I have a record in this format:

{(Larry Page),23,M}
{(Suman Dey),22,M}
{(Palani Pratap),25,M}

I am trying to LOAD the record using this:

records = LOAD '~/Documents/PigBag.txt' AS (details:BAG{name:tuple(fullname:chararray),age:int,gender:chararray});

But I am getting this error:

2015-02-04 20:09:41,556 [main] ERROR org.apache.pig.tools.grunt.Grunt - ERROR 1200: <line 7, column 101>  mismatched input ',' expecting RIGHT_CURLY

Please advice.

2

2 Answers

1
votes

It's not a bag since it's not made up of tuples. Try

load ... as (name:tuple(fullname:chararray), age:int, gender:chararray)
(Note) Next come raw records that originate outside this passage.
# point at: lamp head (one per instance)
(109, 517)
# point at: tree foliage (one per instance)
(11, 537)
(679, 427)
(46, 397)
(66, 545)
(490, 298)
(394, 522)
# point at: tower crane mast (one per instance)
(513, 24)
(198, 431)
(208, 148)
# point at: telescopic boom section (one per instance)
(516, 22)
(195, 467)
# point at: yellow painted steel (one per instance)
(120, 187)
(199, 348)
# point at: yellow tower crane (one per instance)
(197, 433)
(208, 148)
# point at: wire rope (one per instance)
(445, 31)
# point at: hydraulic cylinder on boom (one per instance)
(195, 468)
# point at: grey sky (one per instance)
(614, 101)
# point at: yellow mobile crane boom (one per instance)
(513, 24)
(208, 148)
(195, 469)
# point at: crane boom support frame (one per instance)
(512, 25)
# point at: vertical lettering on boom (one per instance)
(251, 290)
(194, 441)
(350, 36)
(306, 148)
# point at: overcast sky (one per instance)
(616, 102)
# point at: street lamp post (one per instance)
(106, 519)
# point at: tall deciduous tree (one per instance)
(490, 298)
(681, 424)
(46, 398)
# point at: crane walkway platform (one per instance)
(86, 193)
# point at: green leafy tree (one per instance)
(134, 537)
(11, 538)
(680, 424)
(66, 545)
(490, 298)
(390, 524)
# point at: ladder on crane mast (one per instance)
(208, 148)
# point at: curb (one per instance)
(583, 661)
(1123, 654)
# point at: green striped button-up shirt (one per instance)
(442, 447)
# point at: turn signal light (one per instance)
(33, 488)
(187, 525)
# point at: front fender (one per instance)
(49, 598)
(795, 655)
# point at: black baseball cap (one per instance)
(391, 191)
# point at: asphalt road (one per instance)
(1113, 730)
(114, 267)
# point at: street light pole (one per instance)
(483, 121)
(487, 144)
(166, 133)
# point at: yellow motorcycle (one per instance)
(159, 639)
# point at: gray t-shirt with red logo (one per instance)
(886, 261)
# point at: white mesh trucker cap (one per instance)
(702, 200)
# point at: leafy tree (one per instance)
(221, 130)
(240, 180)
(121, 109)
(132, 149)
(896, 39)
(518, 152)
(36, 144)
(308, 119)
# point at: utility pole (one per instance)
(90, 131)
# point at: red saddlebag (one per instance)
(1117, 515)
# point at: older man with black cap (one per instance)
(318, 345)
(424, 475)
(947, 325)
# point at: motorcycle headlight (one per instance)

For some reason Pig wraps the output of a line in curly braces which make it look like a bag but it's not. If you have saved this data using PigStorage you can save it using a parameter ('-schema') which tells PigStorage to create a schema file .pigschema (or something similar) which you can look at to see what the saved schema is. It can also be used when loading with PigStorage to save you the AS clause.

1
votes

Yes LiMuBei point is absolutely right. Your input is not in the right format. Pig will always expect the bag should hold collection of tuples but in your case its a collection of (tuple and fields). In this case pig will retain the tuple and reject the fields(age and gender) during load.

But this problem can be easily solvable in different approach(kind of hacky solution).
1. Load each input line as chararray.
2. Remove the curly brackets and function brackets from the input.
3. Using strsplit function segregate the input as (name,age,sex) fields.

PigScript:

A = LOAD 'input' USING PigStorage AS (line:chararray);
B = FOREACH A GENERATE FLATTEN(REPLACE(line,'[}{)(]+','')) AS (newline:chararray);
C = FOREACH B GENERATE FLATTEN(STRSPLIT(newline,',',3)) AS (fullname:chararray,age:int,sex:chararray);
DUMP C;

Output:

(Larry Page,23,M)
(Suman Dey,22,M)
(Palani Pratap,25,M)

Now you can access all the fields using fullname,age,sex.